Tano signed to Jago, who came and took his place at the console while Tano went and delved into their baggage, and pulled out a particularly nasty automatic with several clips of ammunition in a shoulder loop.





Bren watched that, too, still not moving or offering comment, as Tano simply walked down their little entry hall and left them.

It was just him and Jago now. Just him and Jago, and Jago now had all her attention focused on that little console. Once she interrupted her attention to make a sign he knew: Banichi. Just that, for his benefit.

Was Banichi in trouble? Was that why Tano had armed himself and left? No. If it were Banichi in trouble, Jago was his partner.

Was it Algini who had run into a problem? Whatever was going on, he knew his security would be far more efficient if both teams were whole—and Jago couldn’t leave him, dammit to hell.

He couldn’t stand the waiting. He got up from his chair, taking his computer with him, and stood near Jago, who gave him another sign, one he raked his brain to remember. It was, perhaps, the sign for all our people lying still. Or the one for stealth.

Explosion rocked the floor underfoot, a shock into his very bones, that made him stagger and grab for the gun in his pocket.

“Quickly,” Jago said, and left the chair, grabbed the computer from him, grabbed a rifle and an ammunition belt from the baggage in the corner, and motioned him toward the outer door.

He went. He seized the computer from her as they hit the hall, headed for the stairs.
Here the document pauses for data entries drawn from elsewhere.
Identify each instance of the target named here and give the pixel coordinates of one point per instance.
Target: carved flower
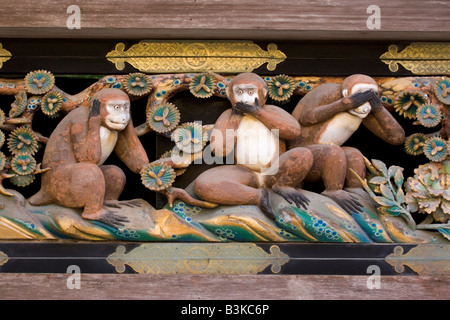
(414, 144)
(22, 141)
(39, 82)
(428, 192)
(175, 152)
(429, 115)
(163, 118)
(51, 103)
(2, 138)
(157, 176)
(22, 180)
(435, 149)
(19, 104)
(190, 137)
(137, 84)
(442, 90)
(281, 88)
(407, 103)
(23, 164)
(202, 86)
(34, 102)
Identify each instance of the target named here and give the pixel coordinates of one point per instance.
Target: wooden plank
(267, 287)
(236, 19)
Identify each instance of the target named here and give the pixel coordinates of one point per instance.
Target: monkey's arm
(129, 149)
(276, 118)
(86, 141)
(383, 124)
(223, 136)
(312, 113)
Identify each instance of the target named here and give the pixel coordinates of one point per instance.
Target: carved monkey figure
(77, 149)
(329, 115)
(260, 156)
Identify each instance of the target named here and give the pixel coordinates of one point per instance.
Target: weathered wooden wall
(202, 287)
(232, 19)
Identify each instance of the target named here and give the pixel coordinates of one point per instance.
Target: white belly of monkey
(108, 139)
(256, 146)
(339, 129)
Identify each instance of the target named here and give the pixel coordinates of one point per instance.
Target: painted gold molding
(196, 56)
(425, 259)
(5, 55)
(420, 58)
(186, 258)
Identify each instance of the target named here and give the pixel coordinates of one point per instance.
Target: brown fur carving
(261, 160)
(77, 149)
(329, 115)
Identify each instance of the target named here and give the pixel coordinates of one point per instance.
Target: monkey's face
(117, 114)
(363, 110)
(246, 87)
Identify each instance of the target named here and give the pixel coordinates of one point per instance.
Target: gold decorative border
(425, 259)
(5, 55)
(195, 56)
(420, 58)
(186, 258)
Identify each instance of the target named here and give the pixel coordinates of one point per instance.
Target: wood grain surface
(233, 19)
(196, 287)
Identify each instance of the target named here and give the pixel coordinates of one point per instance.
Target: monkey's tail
(40, 199)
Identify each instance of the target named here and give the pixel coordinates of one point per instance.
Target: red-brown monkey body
(77, 149)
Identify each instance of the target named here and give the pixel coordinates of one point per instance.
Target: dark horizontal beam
(233, 19)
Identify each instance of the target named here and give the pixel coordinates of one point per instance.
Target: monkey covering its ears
(77, 149)
(256, 132)
(329, 115)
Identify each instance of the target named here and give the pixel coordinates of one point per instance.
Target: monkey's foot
(264, 204)
(106, 217)
(292, 195)
(344, 199)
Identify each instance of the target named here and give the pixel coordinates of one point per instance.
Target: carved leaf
(392, 211)
(381, 167)
(400, 196)
(386, 191)
(429, 205)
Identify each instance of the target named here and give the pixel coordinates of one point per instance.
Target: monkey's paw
(113, 220)
(292, 195)
(344, 199)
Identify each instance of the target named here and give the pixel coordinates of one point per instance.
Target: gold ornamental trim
(5, 55)
(195, 56)
(421, 58)
(425, 259)
(185, 258)
(3, 258)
Down, then, down the public stairway as fast as he could manage it, which was far less fast than Jago could have done it, but he was only a little to the rear as they hit the main floor and met a gaggle of alarmed staff, all asking what it had been and whether a boiler had blown up.

Jago grabbed his arm and hauled him away from Tatiseigi’s people, ignoring their questions, pulling him toward the lower stairs. They went down again, down to a pale stucco hall, plainly lit, punctuated by a long series of doors, some open— servants’ territory, the underbelly of the stately home. He thought they would go to one of those rooms and find Banichi, but Jago jogged right past all such choices, down the whole length of the hall.

“Outside,” she said, not even out of breath, as they reached a short stairway. It led up again, to an exterior security door, the sort that was usually alarmed.

It was ajar at the moment, with a rock holding it open. A sliver of night showed at its edge before Jago elbowed that door open, and they exited into the dark, the two of them, emerging right by the end of the hedge and the newly restored stable fence.

Jago turned right, along the side of the house by the hedge-rimmed path, and onto the floodlit drive, where the buses had cleared back a little and rendered themselves a wall of defense.

Beyond that next hedge, across the drive, was the Taibeni camp and their mecheiti—that was where he thought they were going, but Jago drew him left, along the row of buses, passing one after the other.

Off to the distant left, an engine coughed to life, down toward the meadow. The plane, he thought. Rejiri.

His breath came hard now, and the light and shadow jolted and jagged in his blurring vision. They ran along the drive, weaving through the crowd that had gathered, and dodging more questions: “What happened at the house? Was it the Kadagidi?”